7 dicembre 2019
Aggiornato 05:00

Il miliardario americano Ricketts esce allo scoperto: «Voglio il Milan»

Dopo le prime indiscrezioni venute fuori nella giornata di ieri, arrivano conferme importanti proprio dai diretti interessati: «Siamo interessati ad acquisire il Milan».
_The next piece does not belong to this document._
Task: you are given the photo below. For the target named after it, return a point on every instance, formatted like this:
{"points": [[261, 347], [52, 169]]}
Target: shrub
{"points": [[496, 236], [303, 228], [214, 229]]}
Il miliardario americano Tom Ricketts
Il miliardario americano Tom Ricketts ANSA

MILANO - A questo punto non ci sono più dubbi. Le perplessità delle ultime ore relative al presunto interessamento di Tom Ricketts, patron dei Chicago Cubs, per il Milan si sono dissolte come neve al sole grazie al comunicato diffuso pochi minuti fa dai diretti interessati: «La famiglia Ricketts (non solo Tom) è interessata ad acquisire uno stakeholder di controllo nell'AC Milan. Mentre Tom è la persona di riferimento, l'intera famiglia e le intere risorse finanziarie della famiglia sono coinvolte in questa vicenda, proprio come la proprietà dei Cubs. La famiglia Ricktts ha portato un campionato ai Chicago Cubs attraverso investimenti a lungo termine ed essere stati grandi amministratori del club. Porterebbero lo stesso approccio al Milan. (Non ci sarebbero modifiche rapide ma investimenti a lungo termine per assicurare un successo duraturo)».

Il miracolo dei Cubs
La famiglia Ricketts possiede un patrimonio stimato in 2,4 miliardi di dollari, non una cifra elevatissima, ma comunque ben superiore a quella millantata dal misterioso Yonghong Li. Nel 2009 ha investito 875 milioni di dollari per comprare i Chicago Cubs e in 7 anni con a capo Ricketts i Cubs sono tornati a vincere le World Series dopo ben 108, sfatando la famosa maledizione di Babe Ruth, tanto che ora la franchigia vale 1,8 miliardi di dollari, più del doppio di quando è stata acquistata da Ricketss.

Il patrimonio
«È vero che il loro patrimonio non è quello di Berlusconi - spiega Andrea Montanari di Milano Finanza a Milannews -, però è una famiglia di imprenditori molto forte politicamente. Il fratello è un governatore repubblicano del Nebraska e il papà ha finanziato la campagna di Trump. Quindi, se uno vuole metterla in chiave politica, la famiglia Ricketts per i prossimi 3-4 anni otterrà dei benefici. L'asset principale della famiglia è la TD Ameritrade, una società di brokeraggio online controllata al 41% da una banca di Toronto. Questa società l'anno scorso ha avuto un giro d'affari da 3,7 miliardi di dollari e ha avuto un utile da 1,4 miliardi. Ha un tasso di marginalità e guadagno pazzesco, quindi probabilmente questo business è destinato solo a crescere. Poi c'è da dire una cosa: il calcio, come tanti altri sport, può e deve essere gestito come un business vero e proprio, fare degli utili e portare degli introiti. Quindi serve avere capacità imprenditoriali, non per forza investire grandi capitali».